What is a stroke?
Date Posted: 26.03.2012
One in five people will have a stroke at some time in their life. Most are over 65, but stroke can strike at any age. Even young people and children can be affected.
A stroke could happen to you, a friend or family member. If it does, the more you know about stroke the better you will be able to deal with the consequences.
Until recently many people, including doctors, believed little or nothing could be done following a stroke.
We now know strokes are very treatable and, if the right actions are taken quickly, the patient may not have any long term effects.
Therefore, recognising the symptoms and accessing treatment immediately can be crucial after a stroke. Knowledge of what a stroke can do to a person can also help to minimise its impact.
This section explains what a stroke is, what causes stroke, and how it can affect people’s lives.

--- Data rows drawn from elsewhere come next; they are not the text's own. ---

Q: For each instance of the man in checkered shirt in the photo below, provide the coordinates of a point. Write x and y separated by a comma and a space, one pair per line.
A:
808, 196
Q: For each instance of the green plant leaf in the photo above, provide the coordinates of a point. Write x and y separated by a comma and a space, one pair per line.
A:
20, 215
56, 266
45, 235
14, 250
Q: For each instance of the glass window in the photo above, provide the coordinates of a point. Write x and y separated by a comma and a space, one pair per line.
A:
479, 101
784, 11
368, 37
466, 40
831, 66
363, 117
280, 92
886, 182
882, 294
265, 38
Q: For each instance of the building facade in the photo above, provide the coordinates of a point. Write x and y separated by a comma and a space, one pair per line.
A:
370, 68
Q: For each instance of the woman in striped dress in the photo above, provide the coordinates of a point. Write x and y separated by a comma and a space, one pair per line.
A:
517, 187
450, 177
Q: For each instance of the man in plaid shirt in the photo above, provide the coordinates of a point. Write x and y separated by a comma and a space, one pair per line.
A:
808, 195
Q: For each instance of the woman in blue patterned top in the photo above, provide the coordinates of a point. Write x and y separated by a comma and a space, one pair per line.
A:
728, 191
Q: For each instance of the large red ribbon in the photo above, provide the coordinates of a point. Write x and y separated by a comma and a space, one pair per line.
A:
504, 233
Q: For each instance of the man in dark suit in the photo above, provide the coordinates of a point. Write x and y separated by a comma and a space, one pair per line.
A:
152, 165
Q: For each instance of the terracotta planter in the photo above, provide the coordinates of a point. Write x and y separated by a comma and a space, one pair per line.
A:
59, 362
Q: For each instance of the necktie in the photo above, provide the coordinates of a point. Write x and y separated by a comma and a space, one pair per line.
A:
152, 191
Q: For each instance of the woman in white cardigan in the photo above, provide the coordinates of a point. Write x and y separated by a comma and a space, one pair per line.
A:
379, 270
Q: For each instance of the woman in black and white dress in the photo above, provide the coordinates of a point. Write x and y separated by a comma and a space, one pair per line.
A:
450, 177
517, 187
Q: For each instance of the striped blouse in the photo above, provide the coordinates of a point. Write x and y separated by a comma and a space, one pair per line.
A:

A stroke is a brain attack.
A stroke occurs when a blood vessel, which is carrying oxygen and nutrients to the brain, bursts or is blocked by a clot. This causes an interruption of the blood supply to part of the brain. This can damage or destroy brain cells which will affect body functions.
For example, if a stroke damages the part of the brain that controls limb movement, a person’s ability to move an arm or leg may be affected. A stroke can also affect mental processes such as how people feel, think, communicate, or learn.
The term ‘stroke’ comes from the fact that it usually happens without warning, ‘striking’ the person from out of the blue. The effects of a stroke on the body are immediate.
What is a TIA?
A TIA stands for transient ischaemic attack. It is also known as a mini-stroke and happens when the brain’s blood supply is briefly interrupted, usually for a few minutes.
A mini-stroke may cause a brief loss of vision, loss of speech, or weakness in one side of the body. People will usually recover within a few minutes and won’t have any obvious disability.
TIAs are caused by small clots. A large clot causes a stroke. A mini-stroke is a warning that there is a risk of more TIAs, or a full blown stroke.